Sheffield United – 0
Nottingham Forest – 0

We’re back in the bottom three, thanks to Norwich beating Watford – however, hands up who thought we’d pick up four points against Bristol City and Sheffield United over Easter?  I didn’t.  So perversely I’m actually pretty happy with things – which still leaves us with plenty to do over our remaining three games, but certainly not down and out despite the drop to 22nd.

Davies had big changes enforced on him, Calamity Turner broke his toe at the weekend so was replaced by Paul Smith, Lynch was missing for reasons unreported – and was replaced by Wilson, his place in the middle taken by Breckin.  Chambers came in at right back, pushing Gunter forward to the right wing.  Osbourne and Perch were in the middle, with Cohen on the left.  Blackstock and Garner were up front, with Earnshaw out with an injured knee.

Initial prognosis not good – lots of changes are a source of worry, and the side looked like it had a defensive shape to it.  And it wasn’t to get much better – after just fifteen minutes there was a confrontation between Wilson and Halford, which left the Blades man writhing on the floor in supposed agony, earning the Forest defender a red card.  The incident apparently wasn’t caught on camera – it’s likely to be the last we see of Wilson this season as I can’t imagine Forest will appeal the red card.

Forest had the flexibility to shuffle the deck to line up in a four-four-one formation with Gunter stepping back into defence, and Garner playing on the right wing with Dexter up front on his own.  Understandably Forest’s chances were pretty limited – one effort of note coming from Gunter whose medium range shot wasn’t difficult for Kenny to deal with.

The Reds did a good job at frustrating the hosts, limiting their opportunities whilst not creating masses going forward – although a rather splendid Cohen cross did give us a corner.  Paul Smith – restored to goal following Turner’s injury – pulled a point blank save out the bag near the end of the half, although Forest did have time to break, with Blackstock bringing a routine save from Kenny and then Cohen received a booking for taking too long over a corner from a very home-biased referee.

The second half began with Forest putting in a series of challenges, and another cheap booking for Wes Morgan from the increasingly irritating referee.  Davies shuffled the deck quite early, withdrawing Blackstock for Anderson.  Smith was on hand to deal well with a ball into the box (surely not?!) before Henderson was able to get the ball towards goal.

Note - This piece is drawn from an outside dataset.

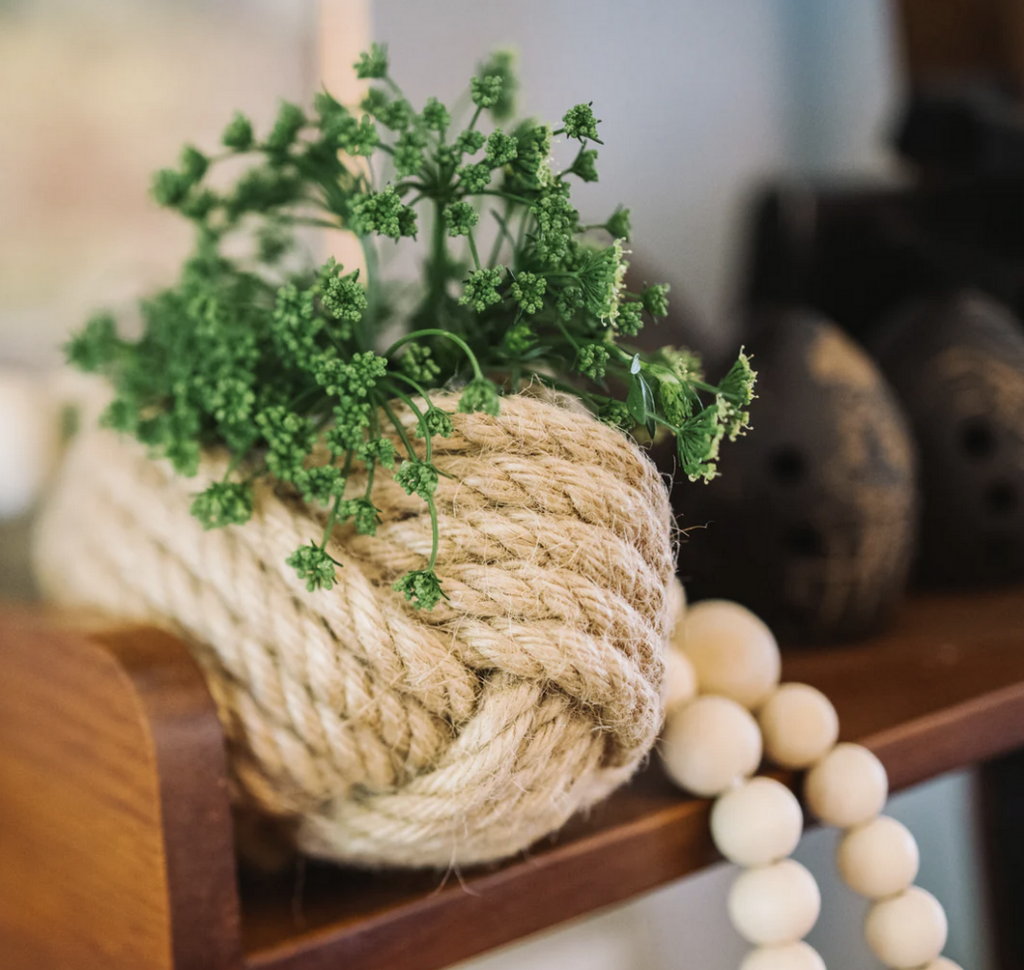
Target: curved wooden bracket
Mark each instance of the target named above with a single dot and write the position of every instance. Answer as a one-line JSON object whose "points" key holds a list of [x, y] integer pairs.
{"points": [[116, 842]]}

On a rare foray forward Gunter did well to get into the box, the ball eventually falling quite kindly for Garner who unfortunately was only able to shoot over.  This was to be his last action as he was withdrawn for McCleary, and shortly after wasting further time by withdrawing Cohen for McGugan – barely concealing the time it took for them to make the change.

Halford had an effort from range, straight at Smith.  Sheffield United’s many corners were also well dealt with by the Forest ‘keeper.  With five minutes of stoppage time it was always going to be tense, with Forest shrinking back to absorb pressure.  Osbourne was able to deflect a Hendrie effort over, Lewis did well to win a freekick at the other end but then wasted the freekick itself, shooting over.

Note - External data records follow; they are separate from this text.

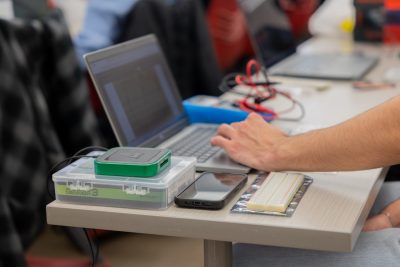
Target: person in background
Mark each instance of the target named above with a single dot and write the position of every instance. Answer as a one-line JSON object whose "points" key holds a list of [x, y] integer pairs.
{"points": [[102, 25], [369, 140]]}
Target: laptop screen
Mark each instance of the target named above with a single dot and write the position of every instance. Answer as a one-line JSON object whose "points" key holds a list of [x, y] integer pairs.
{"points": [[137, 91], [270, 30]]}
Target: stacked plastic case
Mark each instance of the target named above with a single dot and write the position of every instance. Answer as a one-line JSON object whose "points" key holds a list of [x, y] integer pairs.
{"points": [[77, 183]]}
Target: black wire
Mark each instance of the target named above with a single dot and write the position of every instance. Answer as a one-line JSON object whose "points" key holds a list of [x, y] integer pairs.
{"points": [[302, 114], [92, 254]]}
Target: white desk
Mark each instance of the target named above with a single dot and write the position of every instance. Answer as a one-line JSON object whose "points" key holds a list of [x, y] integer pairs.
{"points": [[329, 217]]}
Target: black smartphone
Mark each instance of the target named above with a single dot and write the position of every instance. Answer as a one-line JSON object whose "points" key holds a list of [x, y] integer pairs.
{"points": [[211, 190]]}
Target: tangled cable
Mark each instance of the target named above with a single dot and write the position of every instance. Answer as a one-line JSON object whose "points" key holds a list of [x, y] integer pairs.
{"points": [[261, 90]]}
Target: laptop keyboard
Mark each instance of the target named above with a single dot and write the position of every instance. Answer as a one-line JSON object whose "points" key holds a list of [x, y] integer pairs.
{"points": [[196, 144]]}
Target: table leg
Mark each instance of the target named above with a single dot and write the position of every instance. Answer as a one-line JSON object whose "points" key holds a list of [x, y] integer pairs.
{"points": [[217, 253]]}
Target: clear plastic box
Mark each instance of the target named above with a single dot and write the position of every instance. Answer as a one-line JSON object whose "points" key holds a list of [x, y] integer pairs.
{"points": [[77, 183]]}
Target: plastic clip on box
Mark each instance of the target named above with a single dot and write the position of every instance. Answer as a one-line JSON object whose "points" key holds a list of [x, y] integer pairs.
{"points": [[78, 183]]}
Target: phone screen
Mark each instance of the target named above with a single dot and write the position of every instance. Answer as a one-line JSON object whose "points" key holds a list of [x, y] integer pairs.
{"points": [[211, 190]]}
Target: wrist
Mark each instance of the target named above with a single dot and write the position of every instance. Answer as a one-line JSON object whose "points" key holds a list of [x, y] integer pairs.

Probably the Blades’ best chance fell to Beattie at the death – but from the edge of the area the striker shot over.  Before the end there was more work for Smith to do in making a save in the sixth minute of stoppage time – but Forest held firm for the point leading to celebrations from fans and Billy Davies alike.

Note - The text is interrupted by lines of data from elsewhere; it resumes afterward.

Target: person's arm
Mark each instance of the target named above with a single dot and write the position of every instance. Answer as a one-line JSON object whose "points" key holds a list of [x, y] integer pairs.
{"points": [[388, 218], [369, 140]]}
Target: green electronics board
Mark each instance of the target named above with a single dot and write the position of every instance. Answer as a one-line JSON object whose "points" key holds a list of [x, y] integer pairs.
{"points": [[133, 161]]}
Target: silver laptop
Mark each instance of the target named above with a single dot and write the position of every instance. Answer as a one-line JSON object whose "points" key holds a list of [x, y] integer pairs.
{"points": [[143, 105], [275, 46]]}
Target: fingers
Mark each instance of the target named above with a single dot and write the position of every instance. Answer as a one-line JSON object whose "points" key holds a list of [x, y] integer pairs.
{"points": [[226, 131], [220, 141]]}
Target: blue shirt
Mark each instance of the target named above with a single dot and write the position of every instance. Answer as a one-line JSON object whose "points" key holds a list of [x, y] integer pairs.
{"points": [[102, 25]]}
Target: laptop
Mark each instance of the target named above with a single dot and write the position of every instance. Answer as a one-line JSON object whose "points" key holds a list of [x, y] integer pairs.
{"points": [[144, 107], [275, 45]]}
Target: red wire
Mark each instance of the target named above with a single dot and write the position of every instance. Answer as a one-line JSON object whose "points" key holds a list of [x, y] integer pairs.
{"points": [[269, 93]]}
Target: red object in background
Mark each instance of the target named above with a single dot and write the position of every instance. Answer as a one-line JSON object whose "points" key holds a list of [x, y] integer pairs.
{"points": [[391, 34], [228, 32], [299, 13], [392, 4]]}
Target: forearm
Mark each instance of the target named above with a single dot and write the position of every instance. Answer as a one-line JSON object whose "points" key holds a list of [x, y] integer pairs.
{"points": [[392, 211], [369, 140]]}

Dropping back into the bottom three is never a good thing, but this is a great point – well done Reds.  I am disappointed with Wilson, whilst I suspect his ‘crime’ was reacted to in theatrical style by Halford, he shouldn’t have even feigned to headbutt an opponent.  Norwich’s 2-0 victory over Watford is a bit of a fly in the ointment, and Southampton’s win over Palace keeps some pressure from beneath also.

However, hopefully we are in confident shape to move forward – Billy Davies’ decision to not risk any injury doubts is looking a very wise move having snagged a point that, if we are being honest, the pessimists amongst us weren’t expecting even without the handicap of playing more than 75 minutes with only ten men.  This could be an important point one, so well done lads, and well done Billy.